The fear of uncertainty can have profound consequences on human decision-making. Consider this 2006 study by the economists Uri Gneezy, John List and George Wu. They demonstrate a disturbing phenomenon called “The Uncertainty Effect.” Here’s the basic idea: According to expected utility theory, people make risky decisions by balancing the value of all possible outcomes. So let’s say that you’re betting on the flip of a coin. If it’s heads, you win $1.05. However, if it lands on tails, you have lose $1. Overall, the expected utility of this gamble comes out in your favor – the potential payout is five cents bigger than the potential loss – and so you should accept. However, as Kahneman and Tversky demonstrated decades ago, the vast majority of people don’t accept this gamble. The possibility of a loss (and the feeling of uncertainty) more than outweighs the temptation of the extra nickel.
Gneezy, et. al. point out that the uncertainty effect can sometimes lead us to make decisions that are utterly ridiculous. Take this hypothetical:We asked participants to state their willingness-to-pay (WTP) for either a $50 Barnes and Noble gift certiﬁcate, a $100 Barnes and Noble gift certiﬁcate, or one of ﬁve lotteries in which they would win either the $50 or $100 gift certiﬁcate. The probabilities of the better prize, the $100 gift certiﬁcate, were .99, .60, .50, .40, and 01. Participants were told that the gift certiﬁcate had to be used within the next two weeks.
Not surprisingly, people were willing to pay larger amounts of money when the bigger gift certificate ($100) had better odds. They offered, on average, $45 for the guaranteed $100 gift certificate, and $26.10 for the guaranteed $50 gift certificate. So far, so obvious: This is basically the Groupon business model. But then, when the economists introduced the concept of uncertainty – people now had to contemplate uncertain rewards – the subjects started acting crazy. For instance, when they were given a 50 percent chance of winning the $100 gift certificate and a 50 percent chance of winning the $50 gift certificate, the subjects were only willing to pay $16. In other words, they valued a risky prospect – a 50/50 gamble between the two gift certificates – less than its worst possible outcome, which was getting the $50 gift certificate. The mere fact that the lesser gift certificate was associated with a whiff of uncertainty – even when the uncertainty was all upside! – still led to a 38 percent reduction in the willingness to pay.

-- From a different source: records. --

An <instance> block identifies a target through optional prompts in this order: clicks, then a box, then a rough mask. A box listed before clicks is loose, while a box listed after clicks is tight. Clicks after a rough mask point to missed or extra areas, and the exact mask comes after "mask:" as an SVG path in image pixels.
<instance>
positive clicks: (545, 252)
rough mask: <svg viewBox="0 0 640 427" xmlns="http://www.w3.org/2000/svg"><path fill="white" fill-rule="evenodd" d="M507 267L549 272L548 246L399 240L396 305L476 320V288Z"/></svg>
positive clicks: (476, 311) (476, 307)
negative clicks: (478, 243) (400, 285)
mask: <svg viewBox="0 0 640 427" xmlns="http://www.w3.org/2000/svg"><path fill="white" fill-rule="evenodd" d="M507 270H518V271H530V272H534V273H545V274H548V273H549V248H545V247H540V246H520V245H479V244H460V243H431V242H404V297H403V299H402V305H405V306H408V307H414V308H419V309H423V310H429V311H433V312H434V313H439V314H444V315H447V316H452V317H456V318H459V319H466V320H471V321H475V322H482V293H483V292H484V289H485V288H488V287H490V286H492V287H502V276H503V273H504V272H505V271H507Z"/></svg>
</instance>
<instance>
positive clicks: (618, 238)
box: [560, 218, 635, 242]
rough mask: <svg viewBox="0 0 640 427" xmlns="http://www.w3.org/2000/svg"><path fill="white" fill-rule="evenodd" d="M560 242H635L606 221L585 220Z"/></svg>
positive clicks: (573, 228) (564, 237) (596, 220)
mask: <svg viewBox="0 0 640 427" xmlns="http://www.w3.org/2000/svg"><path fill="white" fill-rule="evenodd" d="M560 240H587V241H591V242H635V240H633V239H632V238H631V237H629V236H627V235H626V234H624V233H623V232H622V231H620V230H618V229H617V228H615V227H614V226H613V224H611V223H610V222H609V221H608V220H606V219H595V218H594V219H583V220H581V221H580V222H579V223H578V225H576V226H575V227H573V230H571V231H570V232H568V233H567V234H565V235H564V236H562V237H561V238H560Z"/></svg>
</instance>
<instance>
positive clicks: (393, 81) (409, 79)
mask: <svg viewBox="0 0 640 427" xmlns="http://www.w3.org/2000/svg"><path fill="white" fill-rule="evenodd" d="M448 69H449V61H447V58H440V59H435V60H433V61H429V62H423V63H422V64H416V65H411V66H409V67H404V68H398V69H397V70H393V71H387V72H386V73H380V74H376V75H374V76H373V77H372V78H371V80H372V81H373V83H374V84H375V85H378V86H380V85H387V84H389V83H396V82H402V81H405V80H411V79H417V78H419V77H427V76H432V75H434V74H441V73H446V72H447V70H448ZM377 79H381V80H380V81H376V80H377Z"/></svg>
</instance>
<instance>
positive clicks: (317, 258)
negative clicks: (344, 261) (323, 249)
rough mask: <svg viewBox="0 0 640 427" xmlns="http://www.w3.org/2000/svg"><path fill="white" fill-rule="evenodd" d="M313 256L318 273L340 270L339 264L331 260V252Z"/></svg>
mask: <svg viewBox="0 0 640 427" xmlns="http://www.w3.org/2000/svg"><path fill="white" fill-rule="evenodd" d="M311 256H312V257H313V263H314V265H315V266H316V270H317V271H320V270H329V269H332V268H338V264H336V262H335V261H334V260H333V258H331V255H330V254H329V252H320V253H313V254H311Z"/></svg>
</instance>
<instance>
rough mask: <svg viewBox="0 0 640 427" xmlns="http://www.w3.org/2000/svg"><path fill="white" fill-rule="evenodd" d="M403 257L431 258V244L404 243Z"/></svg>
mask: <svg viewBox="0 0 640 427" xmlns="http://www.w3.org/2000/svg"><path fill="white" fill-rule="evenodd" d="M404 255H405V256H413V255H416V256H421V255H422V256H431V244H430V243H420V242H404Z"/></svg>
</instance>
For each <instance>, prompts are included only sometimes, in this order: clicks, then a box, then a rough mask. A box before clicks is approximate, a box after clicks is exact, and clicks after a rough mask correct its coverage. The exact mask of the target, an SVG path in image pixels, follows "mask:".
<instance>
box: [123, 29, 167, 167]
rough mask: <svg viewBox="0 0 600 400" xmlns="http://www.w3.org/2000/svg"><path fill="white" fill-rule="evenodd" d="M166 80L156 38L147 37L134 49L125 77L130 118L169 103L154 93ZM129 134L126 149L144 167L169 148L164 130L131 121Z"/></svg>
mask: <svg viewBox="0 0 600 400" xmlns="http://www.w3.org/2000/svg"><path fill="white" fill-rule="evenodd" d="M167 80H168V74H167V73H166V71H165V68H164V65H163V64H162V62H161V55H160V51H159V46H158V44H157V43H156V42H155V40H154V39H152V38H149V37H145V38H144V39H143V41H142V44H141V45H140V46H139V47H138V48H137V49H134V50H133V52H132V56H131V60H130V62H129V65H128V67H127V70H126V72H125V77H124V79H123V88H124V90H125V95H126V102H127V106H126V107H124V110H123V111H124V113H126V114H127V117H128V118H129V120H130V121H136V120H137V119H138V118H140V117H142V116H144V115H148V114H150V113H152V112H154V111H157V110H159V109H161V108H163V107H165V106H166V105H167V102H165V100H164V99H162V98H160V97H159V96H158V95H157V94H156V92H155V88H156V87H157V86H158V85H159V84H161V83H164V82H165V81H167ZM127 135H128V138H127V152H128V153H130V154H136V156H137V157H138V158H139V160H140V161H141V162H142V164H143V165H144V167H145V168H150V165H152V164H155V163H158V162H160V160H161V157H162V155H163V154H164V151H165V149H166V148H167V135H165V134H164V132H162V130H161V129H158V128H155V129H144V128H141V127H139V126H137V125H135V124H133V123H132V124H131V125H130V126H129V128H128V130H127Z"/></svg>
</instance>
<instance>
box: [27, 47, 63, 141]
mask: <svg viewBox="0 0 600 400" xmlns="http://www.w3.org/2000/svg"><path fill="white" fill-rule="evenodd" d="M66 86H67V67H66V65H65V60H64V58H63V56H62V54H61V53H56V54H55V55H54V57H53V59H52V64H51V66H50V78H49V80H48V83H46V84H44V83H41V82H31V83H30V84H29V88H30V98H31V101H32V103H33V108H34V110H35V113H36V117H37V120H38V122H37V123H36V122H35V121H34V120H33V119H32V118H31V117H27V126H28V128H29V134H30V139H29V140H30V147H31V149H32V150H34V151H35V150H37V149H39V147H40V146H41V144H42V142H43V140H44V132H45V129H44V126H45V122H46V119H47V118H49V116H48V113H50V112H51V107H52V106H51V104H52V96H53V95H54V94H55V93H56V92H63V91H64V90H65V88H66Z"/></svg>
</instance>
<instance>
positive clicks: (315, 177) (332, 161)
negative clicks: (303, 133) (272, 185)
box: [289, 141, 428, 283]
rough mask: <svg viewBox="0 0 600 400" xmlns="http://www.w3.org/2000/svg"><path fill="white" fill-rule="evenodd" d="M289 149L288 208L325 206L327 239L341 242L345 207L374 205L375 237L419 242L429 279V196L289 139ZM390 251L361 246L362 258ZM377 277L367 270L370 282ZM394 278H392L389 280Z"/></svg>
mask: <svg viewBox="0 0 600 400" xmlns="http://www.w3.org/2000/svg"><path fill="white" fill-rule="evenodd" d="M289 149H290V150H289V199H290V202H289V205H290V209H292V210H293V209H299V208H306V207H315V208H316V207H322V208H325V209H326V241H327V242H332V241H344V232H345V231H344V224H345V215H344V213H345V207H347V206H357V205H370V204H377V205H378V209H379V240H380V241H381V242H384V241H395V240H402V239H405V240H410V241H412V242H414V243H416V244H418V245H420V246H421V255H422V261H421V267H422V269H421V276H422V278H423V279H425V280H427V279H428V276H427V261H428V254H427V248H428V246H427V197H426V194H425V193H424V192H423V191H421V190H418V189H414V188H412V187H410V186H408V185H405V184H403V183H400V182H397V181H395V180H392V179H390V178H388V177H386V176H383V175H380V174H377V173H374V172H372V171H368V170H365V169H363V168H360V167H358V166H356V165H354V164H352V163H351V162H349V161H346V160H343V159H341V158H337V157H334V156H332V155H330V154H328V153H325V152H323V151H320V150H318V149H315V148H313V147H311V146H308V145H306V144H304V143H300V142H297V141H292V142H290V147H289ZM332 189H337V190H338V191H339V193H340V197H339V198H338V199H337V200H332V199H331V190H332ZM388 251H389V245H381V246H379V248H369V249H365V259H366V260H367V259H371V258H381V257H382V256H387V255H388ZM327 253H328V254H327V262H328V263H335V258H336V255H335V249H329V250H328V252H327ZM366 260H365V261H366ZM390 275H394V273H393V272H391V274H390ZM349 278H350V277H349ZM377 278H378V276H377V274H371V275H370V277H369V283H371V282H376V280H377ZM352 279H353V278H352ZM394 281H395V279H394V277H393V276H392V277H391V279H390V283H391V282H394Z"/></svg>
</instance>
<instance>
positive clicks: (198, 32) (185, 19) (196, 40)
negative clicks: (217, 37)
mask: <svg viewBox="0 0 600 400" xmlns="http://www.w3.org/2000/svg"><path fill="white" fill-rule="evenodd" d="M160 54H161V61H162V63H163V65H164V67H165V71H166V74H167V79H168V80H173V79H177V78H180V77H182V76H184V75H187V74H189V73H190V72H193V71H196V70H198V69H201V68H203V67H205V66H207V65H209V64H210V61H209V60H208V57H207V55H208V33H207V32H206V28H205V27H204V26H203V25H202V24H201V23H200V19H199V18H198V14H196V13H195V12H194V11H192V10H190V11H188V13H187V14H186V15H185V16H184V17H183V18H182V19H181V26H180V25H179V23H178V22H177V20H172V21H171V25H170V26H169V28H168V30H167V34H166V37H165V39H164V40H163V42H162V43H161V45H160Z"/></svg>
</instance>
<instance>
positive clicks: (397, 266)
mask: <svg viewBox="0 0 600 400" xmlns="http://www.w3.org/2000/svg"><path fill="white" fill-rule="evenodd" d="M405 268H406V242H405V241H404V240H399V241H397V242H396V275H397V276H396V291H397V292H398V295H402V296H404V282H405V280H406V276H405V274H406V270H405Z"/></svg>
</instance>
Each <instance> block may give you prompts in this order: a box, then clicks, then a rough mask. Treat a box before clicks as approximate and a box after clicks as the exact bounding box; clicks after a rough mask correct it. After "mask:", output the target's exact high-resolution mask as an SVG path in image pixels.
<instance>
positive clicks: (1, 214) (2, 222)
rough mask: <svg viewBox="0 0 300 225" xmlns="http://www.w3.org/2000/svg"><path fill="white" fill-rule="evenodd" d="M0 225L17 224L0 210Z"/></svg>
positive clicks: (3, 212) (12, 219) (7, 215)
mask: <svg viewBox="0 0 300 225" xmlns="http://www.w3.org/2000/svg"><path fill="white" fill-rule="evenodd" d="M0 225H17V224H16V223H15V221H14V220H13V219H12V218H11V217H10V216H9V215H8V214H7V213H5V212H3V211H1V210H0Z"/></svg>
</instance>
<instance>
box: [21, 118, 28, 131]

One can easily imagine a similar bias at work in the current economy. Because every decision is shaded with uncertainty – nobody knows what will happen, and those who pretend to know what will happen disagree – we discount the value of expected rewards. The hint of risk triggered the amygdala, and that aversive feeling made us less interested in shopping at Barnes and Noble, even when we were getting a guaranteed gift certificate. This the curse of uncertainty: it makes everything feel unappealing.